Githinji Wa’Mbire, Omar Sosa, and Amaury Acosta taking a bow at the conclusion of Motherland Journey with Wa’Mbire’s “motherland” creation in the background (screen shot from video of last night’s performance)
Last night Cuban pianist Omar Sosa returned to the SFJAZZ Center, having presented there, three months earlier, the first public event since lockdown conditions were imposed in March of 2020. That earlier occasion was a solo concert. Last night, on the other hand, involved roughly two uninterrupted hours of Sosa at a diversity of keyboards (along with an African xylophone) accompanied only by percussionist Amaury Acosta, who had an electronic keyboard of his own.
However, this performance, entitled Motherland Journey, was not so much a concert as it was a multimedia happening, somewhat in the spirit of the happenings of the Sixties but with far richer technology. In the spirit of the Sixties, however, center stage was occupied by Kenyan-born visual artist Githinji Wa’Mbire, suggesting that the music was there primarily to establish an environment in which Wa’Mbire could “do his thing” (as we used to say in the Sixties). That “thing” was basically a bricolage assembled from the array of materials that Wa’Mbire had laid out in the center of the stage; and his acts of assembly were supposedly inspired by the music improvised by Sosa and Acosta.
Relatively early in the process, one realized that the shape of the object resembled that of the African continent (presumably the “motherland” of Sosa’s title). That shape began to emerge about half an hour into the performance with no suggestion that roughly 90 minutes remained until its completion. After about an hour I found myself sympathizing with Pope Julius II (at least as portrayed by Rex Harrison in The Agony and the Ecstasy), who commissioned the painting of the ceiling of the Sistine Chapel and then spent at least half of the next three years nagging Michelangelo about when it would be finished.
Under better circumstances, an uninterrupted two hours of improvising by Sosa and Acosta might have been more appealing. However, that improvisation deserved attentive listening unimpeded by distractions from the breadth of inventions deployed by both musicians. Those distractions came not only from Wa’Mbire but also from the conversion of the Miner Auditorium into a venue for a monstrous light show. For those in the audience, this probably amounted to an “immersive environment,” which may have been intended as context for the three artists on stage.

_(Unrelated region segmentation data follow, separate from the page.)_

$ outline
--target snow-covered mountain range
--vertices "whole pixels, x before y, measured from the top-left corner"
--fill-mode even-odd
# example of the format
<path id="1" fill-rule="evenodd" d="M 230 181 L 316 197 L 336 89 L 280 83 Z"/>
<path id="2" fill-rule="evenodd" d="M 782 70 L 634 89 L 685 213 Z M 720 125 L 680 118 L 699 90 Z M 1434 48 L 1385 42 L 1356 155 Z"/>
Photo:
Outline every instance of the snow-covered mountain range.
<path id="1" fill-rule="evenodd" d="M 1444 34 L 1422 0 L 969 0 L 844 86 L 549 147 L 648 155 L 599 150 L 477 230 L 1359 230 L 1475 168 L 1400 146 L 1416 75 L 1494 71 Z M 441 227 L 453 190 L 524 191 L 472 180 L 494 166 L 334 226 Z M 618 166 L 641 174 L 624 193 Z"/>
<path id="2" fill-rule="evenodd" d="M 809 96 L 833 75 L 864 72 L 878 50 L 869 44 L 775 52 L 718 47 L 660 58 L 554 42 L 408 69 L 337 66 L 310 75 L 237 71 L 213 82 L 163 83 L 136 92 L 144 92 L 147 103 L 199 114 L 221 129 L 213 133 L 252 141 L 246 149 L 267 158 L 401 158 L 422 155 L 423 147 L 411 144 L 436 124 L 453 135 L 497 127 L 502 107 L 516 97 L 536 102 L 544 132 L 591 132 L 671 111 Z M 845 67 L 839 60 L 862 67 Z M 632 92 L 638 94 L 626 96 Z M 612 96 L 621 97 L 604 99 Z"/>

My own vantage point, however, was through my computer screen. Over the course of two hours, I was able to establish a relatively thorough catalog of the many visual effects that were being experienced by those in the audience. Nevertheless, this was no easy matter, because the video direction for the live-stream was, at best, haphazard, meaning that, at its worst, it was little more than irritating distraction. Indeed, even efforts to appreciate what both Sosa and Acosta were doing with their respective instruments were undermined; and, if that were not enough, too much of the overall duration involved audio levels that made many of Acosta’s polyrhythms virtually inaudible.
I am sure that Sosa had the best of intentions in conceiving Motherland Journey. Indeed, there was something visibly joyous in how he executed his keyboard work. Unfortunately, little of that joy could permeate through the overloaded multimedia treatment. Should Sosa choose to revive this project for another performance, he might do well to dwell on the less-is-more precept.